A clerk reaches to a shelf to pick an item for a customer order at the Amazon Prime warehouse, in New York. Amazon announced Thursday, Jan. 18, 2018, that it has narrowed down its potential site for a second headquarters in North America to 20 metropolitan areas, mainly on the East Coast.
A clerk reaches to a shelf to pick an item for a customer order at the Amazon Prime warehouse, in New York. Amazon announced Thursday, Jan. 18, 2018, that it has narrowed down its potential site for a second headquarters in North America to 20 metropolitan areas, mainly on the East Coast. AP

There’s been a lot of posturing lately as the historic rivalry between Dallas and Fort Worth resurfaced.

When a recently released economic development study said Fort Worth needs to up its game or be perceived as a Dallas suburb, many of our Cowtown citizens went ballistic.

“Don’t Dallas my Fort Worth,” some of you said.

This Star-Telegram Editorial Board also weighed-in when a Dallas Morning News columnist suggested Fort Worth should embrace its junior status.

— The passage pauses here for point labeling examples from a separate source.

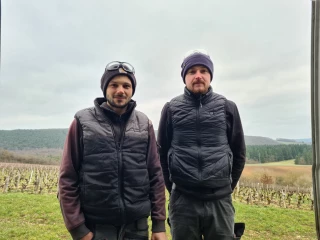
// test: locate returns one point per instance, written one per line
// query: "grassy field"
(37, 216)
(280, 163)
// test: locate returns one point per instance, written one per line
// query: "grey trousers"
(194, 219)
(135, 231)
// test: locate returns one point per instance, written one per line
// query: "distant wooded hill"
(259, 149)
(54, 138)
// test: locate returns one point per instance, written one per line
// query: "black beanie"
(109, 74)
(196, 59)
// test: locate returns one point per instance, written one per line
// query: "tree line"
(302, 153)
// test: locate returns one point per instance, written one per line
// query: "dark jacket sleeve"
(157, 187)
(236, 141)
(68, 184)
(164, 142)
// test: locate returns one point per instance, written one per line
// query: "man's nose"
(120, 90)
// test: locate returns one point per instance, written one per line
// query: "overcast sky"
(54, 53)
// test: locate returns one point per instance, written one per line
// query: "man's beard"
(113, 104)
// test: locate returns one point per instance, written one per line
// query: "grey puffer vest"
(114, 180)
(200, 156)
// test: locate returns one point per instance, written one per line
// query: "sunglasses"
(116, 65)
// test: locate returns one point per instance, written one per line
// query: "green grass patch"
(36, 216)
(280, 163)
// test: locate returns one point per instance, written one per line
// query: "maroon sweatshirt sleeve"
(236, 141)
(68, 184)
(157, 187)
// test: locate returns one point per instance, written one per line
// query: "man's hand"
(89, 236)
(159, 236)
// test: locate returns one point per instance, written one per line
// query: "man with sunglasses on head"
(202, 154)
(110, 175)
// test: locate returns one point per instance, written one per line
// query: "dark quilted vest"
(114, 181)
(200, 156)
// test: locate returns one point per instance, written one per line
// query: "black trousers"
(194, 219)
(134, 231)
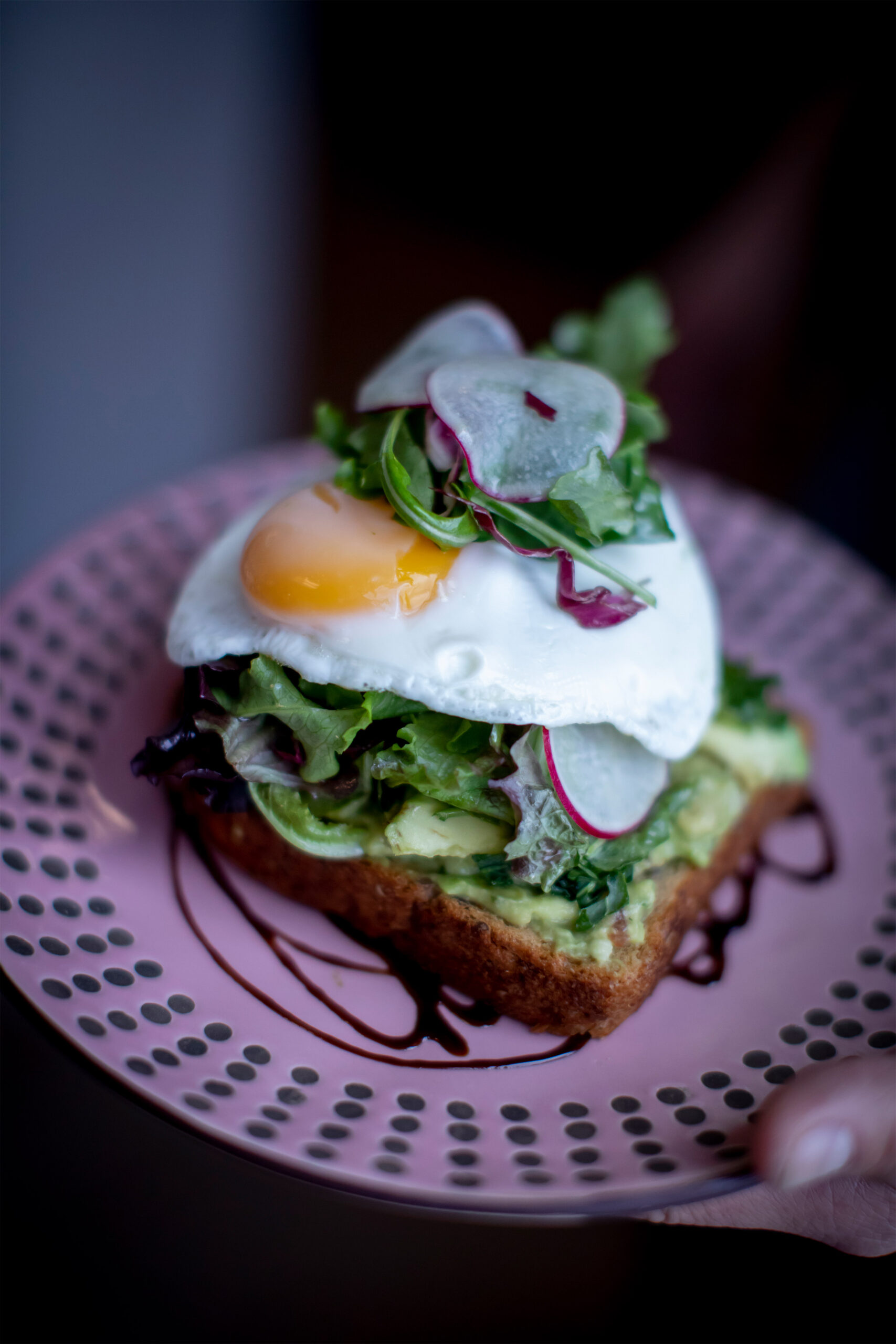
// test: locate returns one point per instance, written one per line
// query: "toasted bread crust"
(516, 971)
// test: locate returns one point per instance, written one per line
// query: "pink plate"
(96, 937)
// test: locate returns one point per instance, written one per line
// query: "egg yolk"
(321, 551)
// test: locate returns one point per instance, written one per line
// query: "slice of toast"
(513, 970)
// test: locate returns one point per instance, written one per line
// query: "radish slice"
(606, 781)
(452, 334)
(524, 423)
(442, 448)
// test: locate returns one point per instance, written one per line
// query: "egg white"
(493, 646)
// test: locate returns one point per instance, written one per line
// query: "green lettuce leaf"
(324, 733)
(594, 500)
(292, 817)
(449, 760)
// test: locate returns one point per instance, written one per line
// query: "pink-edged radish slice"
(442, 448)
(605, 780)
(524, 423)
(471, 328)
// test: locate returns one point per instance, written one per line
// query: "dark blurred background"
(215, 213)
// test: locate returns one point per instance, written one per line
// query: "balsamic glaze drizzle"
(426, 988)
(716, 929)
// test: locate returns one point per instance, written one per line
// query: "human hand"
(827, 1148)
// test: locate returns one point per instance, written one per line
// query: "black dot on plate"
(54, 867)
(218, 1031)
(276, 1113)
(464, 1133)
(581, 1129)
(691, 1116)
(739, 1100)
(333, 1132)
(119, 976)
(92, 942)
(242, 1073)
(390, 1164)
(68, 908)
(198, 1102)
(715, 1079)
(141, 1066)
(166, 1057)
(56, 990)
(350, 1109)
(405, 1124)
(260, 1131)
(218, 1089)
(56, 947)
(847, 1027)
(711, 1138)
(522, 1135)
(19, 945)
(150, 970)
(757, 1059)
(778, 1074)
(257, 1055)
(291, 1096)
(191, 1046)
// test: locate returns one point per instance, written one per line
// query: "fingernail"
(817, 1152)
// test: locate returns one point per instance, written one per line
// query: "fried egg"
(343, 593)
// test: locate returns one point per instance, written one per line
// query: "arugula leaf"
(625, 339)
(594, 500)
(324, 733)
(745, 697)
(446, 761)
(292, 817)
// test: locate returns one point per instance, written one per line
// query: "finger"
(856, 1217)
(830, 1120)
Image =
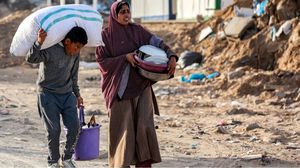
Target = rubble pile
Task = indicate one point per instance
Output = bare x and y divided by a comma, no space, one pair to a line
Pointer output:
262,61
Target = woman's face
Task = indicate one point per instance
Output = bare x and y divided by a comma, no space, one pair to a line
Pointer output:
124,15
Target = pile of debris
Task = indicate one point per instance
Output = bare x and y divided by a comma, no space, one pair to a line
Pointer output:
256,51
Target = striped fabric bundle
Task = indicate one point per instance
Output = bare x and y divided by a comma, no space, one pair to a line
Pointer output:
57,21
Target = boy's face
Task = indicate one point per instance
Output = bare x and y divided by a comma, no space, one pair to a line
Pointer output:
72,48
124,15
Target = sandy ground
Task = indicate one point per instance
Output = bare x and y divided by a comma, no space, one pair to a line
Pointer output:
259,136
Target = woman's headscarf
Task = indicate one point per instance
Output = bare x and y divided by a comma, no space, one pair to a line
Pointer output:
120,40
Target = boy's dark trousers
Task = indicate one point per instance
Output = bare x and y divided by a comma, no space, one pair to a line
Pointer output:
51,106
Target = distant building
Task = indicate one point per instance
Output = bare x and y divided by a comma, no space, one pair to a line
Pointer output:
176,9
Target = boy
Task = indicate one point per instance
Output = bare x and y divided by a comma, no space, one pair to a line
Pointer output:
58,91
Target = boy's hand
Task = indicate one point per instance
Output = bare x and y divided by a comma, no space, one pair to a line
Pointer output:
41,36
79,101
172,65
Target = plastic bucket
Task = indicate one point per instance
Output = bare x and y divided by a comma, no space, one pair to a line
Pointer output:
87,146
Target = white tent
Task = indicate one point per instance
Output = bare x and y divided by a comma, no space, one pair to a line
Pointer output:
189,9
150,9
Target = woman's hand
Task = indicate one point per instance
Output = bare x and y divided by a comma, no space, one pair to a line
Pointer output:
79,101
172,65
131,60
42,36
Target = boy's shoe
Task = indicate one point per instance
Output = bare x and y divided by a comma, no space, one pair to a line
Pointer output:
69,163
53,165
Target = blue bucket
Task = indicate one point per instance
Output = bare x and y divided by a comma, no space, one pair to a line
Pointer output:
87,146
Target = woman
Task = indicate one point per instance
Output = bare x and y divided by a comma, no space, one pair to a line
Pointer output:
129,97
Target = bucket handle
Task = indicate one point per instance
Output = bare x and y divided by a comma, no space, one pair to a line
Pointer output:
81,116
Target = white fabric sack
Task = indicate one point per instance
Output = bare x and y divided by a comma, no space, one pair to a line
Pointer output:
57,21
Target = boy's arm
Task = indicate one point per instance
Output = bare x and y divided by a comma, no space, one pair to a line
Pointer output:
36,55
74,77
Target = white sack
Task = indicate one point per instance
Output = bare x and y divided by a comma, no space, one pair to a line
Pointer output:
57,21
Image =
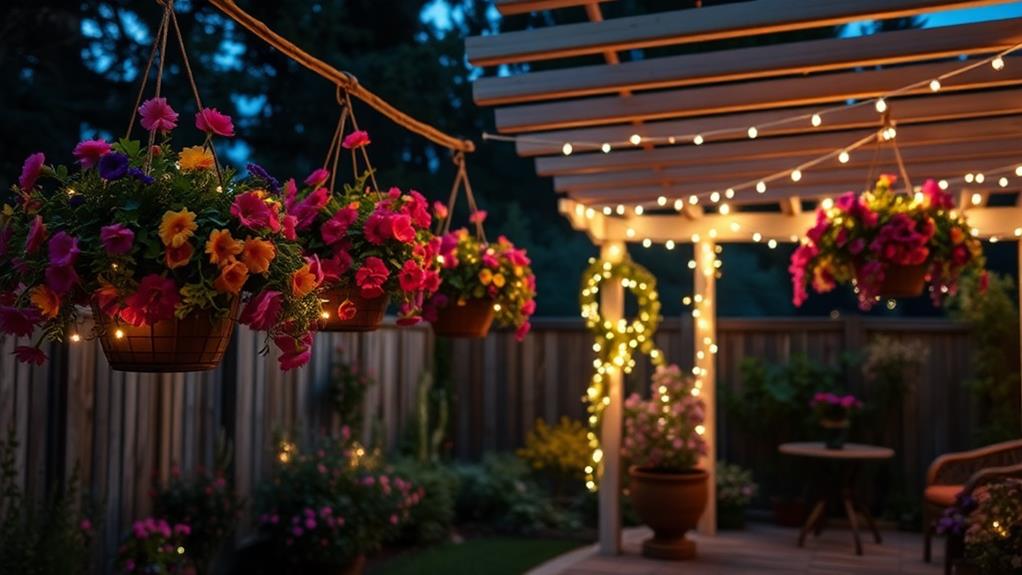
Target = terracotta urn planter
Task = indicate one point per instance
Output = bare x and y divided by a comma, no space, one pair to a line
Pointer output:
835,433
194,343
345,310
670,504
470,320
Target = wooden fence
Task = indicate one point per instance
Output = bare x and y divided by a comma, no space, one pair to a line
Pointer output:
125,430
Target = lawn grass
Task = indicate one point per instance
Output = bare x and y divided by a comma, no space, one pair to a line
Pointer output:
493,556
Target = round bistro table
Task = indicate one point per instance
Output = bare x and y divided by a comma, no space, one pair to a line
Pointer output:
838,469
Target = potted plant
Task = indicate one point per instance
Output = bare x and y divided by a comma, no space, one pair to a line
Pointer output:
374,247
887,245
662,442
735,490
163,244
322,512
154,546
481,282
833,414
208,506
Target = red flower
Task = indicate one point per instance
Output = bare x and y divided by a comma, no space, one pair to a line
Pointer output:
356,139
30,354
371,276
212,121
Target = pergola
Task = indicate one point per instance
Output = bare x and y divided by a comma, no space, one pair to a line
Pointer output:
705,147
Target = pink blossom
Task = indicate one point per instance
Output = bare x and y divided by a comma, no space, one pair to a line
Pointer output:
118,239
88,152
212,121
263,309
157,115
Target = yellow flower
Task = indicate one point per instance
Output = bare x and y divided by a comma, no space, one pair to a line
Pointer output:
485,276
177,227
232,278
195,157
258,254
222,247
46,299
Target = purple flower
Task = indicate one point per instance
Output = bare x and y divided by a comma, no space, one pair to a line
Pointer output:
112,166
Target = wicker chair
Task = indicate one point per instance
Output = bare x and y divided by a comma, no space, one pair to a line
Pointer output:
953,473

We said, Fort Worth is junior to nobody, and “we aren’t sitting at the kiddies table.”

That was good-natured ribbing. (Most of it.)

When it comes to the really big things that matter — when there are millions of dollars and up to 50,000 high paying jobs on the table — we should all support and applaud regional collaboration. Even if Big D gets top billing.

Fort Worth should be thrilled and raising a toast following Amazon’s recent announcement that “Dallas” is among 20 locations chosen as finalists for the e-commerce giant’s second North American headquarters, better known as HQ2.

The North Texas bid that was submitted actually came from a group of area cities including Dallas, Frisco, Arlington and Fort Worth.

The Fort Worth Chamber’s Vice President of Communications Andra Bennett says the Chamber is still trying to clarify whether in naming “Dallas” Amazon means it’s considering a site location within that city, or if it’s shorthand for looking at sites throughout the region’s communities, including Fort Worth’s Panther Island.

Either way Fort Worth wins if HQ2 comes to North Texas.

The city with the headquarter site obviously wins the biggest. It’s directly gets the tax revenues.

But the region would profit, too.

Seattle Times columnist Jon Talton recently wrote that having Amazon’s current headquarters in his city has lifted wages and created a lot of software jobs. Amazon has pumped $38 billion into the tax base which has supported community programs.

Talton noted, however, that Amazon also gets blamed for soaring Seattle home prices and gridlocked traffic.

OK, so nothing is perfect. But here’s what’s already happening.

Fort Worth is being mentioned in national media coverage as a player for one of the biggest economic development “gets” in years.

Bennett said the Chamber’s economic development executive Brandom Gengelbach was interviewed more than a dozen times in the past week and included in media reports around the country.

“Fort Worth’s visibility has been raised,” she said. “It would take a lot of marketing dollars to get that.”

And being noticed is something the recent economic development report identified as a weakness for Cowtown. It said prime businesses relocating or expanding don’t necessarily think of Fort Worth.

So even if Amazon picks a different competitor, Fort Worth has benefited by working with Dallas and the other area cities. Fort Worth alone would not have been as strong a competitor.

As Amazon prepares to begin looking more closely at the finalists, let’s set aside our competitive instincts and get behind this opportunity. Not just as proud Fort Worth dwellers, but as enthusiastic North Texans who know how to make newcomers feel at home.